About
A few sentences about the two moves I keep reaching for, and the posts that show them in different shapes.
I'm Andras. I write software for a living, and have done so for about six years. MSc in CS. The first non-trivial thing I finished was a Raspberry Pi music visualiser driving LED strips through MOSFETs in 2016, and I've been chasing that same feeling ever since: pick something I can't yet do, then finish it.
Two patterns show up in almost everything here. First, the hard constraint usually picks the data structure: an 8-bit ALU, a mobile GPU, a single static HTML file, a cross-language ABI, no edit history. Second, once the data structure is right, the API shrinks to something I can defend in one paragraph. When I get those two right I tend to like the result years later. When I don't, I say so in the writeup.
Quick Facts
- Lives in
- Europe.
- Studied
- MSc Computer Science. BSc thesis on SDF-2D, MSc thesis on GreatAI; both have writeups below.

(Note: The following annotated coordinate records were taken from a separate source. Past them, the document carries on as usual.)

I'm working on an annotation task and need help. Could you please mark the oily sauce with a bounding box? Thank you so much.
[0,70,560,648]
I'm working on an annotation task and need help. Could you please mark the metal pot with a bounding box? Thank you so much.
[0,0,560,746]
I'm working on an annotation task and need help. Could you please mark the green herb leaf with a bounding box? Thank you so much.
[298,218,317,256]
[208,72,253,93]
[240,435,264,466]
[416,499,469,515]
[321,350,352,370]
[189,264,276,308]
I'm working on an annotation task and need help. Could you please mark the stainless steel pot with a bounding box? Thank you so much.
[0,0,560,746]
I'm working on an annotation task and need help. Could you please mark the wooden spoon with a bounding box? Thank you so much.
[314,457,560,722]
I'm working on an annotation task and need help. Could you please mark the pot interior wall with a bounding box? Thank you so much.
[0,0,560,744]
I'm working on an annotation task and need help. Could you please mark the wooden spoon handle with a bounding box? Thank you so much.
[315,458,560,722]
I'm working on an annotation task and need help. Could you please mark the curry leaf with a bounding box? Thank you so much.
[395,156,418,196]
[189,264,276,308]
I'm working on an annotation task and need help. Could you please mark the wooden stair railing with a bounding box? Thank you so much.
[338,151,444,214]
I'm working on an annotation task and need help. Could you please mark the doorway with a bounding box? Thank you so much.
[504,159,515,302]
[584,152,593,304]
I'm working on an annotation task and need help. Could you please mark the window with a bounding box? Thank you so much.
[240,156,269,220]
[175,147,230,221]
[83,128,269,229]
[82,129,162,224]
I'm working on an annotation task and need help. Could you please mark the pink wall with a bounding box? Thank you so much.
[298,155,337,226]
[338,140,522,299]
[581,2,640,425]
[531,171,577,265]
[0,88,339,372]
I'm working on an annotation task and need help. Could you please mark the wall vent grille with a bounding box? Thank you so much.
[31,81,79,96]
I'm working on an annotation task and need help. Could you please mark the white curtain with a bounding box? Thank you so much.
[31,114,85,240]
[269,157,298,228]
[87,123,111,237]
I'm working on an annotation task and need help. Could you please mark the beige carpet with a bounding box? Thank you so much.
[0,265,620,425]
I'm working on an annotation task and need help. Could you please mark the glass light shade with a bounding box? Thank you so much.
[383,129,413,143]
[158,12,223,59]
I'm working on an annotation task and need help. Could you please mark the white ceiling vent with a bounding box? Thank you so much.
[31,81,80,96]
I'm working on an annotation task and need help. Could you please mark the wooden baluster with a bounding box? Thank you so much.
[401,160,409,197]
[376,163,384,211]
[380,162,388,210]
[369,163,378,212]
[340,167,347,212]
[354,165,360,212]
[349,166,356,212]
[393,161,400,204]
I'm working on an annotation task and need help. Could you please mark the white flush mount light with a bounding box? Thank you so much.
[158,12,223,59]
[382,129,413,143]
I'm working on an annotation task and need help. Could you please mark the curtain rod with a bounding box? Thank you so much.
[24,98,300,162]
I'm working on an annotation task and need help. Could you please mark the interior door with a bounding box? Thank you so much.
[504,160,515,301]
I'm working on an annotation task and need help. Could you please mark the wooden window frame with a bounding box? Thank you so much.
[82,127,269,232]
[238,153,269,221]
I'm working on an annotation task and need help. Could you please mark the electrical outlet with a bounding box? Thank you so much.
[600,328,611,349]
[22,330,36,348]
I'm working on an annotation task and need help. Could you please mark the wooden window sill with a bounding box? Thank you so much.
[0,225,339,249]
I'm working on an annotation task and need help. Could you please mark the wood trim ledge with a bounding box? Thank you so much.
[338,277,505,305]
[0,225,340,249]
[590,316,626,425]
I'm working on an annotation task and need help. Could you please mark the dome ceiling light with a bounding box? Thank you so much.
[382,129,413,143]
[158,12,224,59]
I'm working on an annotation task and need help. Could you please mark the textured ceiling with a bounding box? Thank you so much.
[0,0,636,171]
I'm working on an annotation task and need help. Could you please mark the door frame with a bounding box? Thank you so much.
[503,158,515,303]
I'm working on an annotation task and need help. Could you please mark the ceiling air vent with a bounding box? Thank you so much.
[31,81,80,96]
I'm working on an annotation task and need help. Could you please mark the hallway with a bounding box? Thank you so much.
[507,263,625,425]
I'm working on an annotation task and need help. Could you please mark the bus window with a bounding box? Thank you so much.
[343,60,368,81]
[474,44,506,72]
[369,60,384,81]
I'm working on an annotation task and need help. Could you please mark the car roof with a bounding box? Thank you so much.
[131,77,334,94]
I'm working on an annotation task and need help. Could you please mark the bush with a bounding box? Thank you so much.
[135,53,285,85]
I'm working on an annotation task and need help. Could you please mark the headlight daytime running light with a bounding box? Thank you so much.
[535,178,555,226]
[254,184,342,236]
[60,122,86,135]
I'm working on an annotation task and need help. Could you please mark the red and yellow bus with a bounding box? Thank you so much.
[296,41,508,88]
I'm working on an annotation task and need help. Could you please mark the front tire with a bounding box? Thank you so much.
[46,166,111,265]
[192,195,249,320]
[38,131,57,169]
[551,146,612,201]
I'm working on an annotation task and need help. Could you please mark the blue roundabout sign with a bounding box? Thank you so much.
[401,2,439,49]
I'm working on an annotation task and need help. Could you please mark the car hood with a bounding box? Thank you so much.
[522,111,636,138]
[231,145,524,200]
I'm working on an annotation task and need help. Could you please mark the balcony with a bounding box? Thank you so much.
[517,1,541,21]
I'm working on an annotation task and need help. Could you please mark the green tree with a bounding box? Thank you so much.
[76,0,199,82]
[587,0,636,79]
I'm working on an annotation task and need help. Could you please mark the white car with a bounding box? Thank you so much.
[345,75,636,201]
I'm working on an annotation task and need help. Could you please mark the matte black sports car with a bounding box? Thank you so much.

- Languages I'm fastest in
- TypeScript, Python, Rust. C or Rust when bytes matter.
- andras@schmelczer.dev
Selected writeups
Finished projects where a hard constraint did most of the design work.
-
A Python Framework Where Doing the Right Thing Is the Default
Policy expressed as a small API.
-
A 3-Way Text Merger That Never Shows Conflict Markers
A merge design shaped by no history and three editors.
-
A 2D Ray Tracer for the Browser, Tuned for the Phone in Your Pocket
Mobile GPU limits drive the rendering architecture.
-
Syncing State with an Immutable Trie
Immutable tries make sync cheap and explicit.
-
Two Graphs Are Simpler Than One: A Cooling System Simulator
Separate graph passes keep simulation logic readable.
A few things I believe
- Most "interesting algorithm" problems are actually data-structure problems wearing a costume. Pick the structure that makes the comparison, the query, or the merge trivial, and the algorithm fits in a screen.
- A library you can explain in one paragraph beats a framework you have to teach. I'll take five lines of WGSL I can read over one beautiful 300-line kernel.
- The cost of a project is whether I'll still trust it in three years. The ones I trust are the ones with a tiny surface and a boring centre.
- I like working at the seams: firmware meeting a render loop, a Rust core crossing wasm-bindgen and pyo3, a client and server agreeing on what "next state" means. That's where the design work actually is.
- Caveat: the writeups here are biased toward things that worked. The dead prototypes don't have URLs and I should probably write up one of them honestly sometime.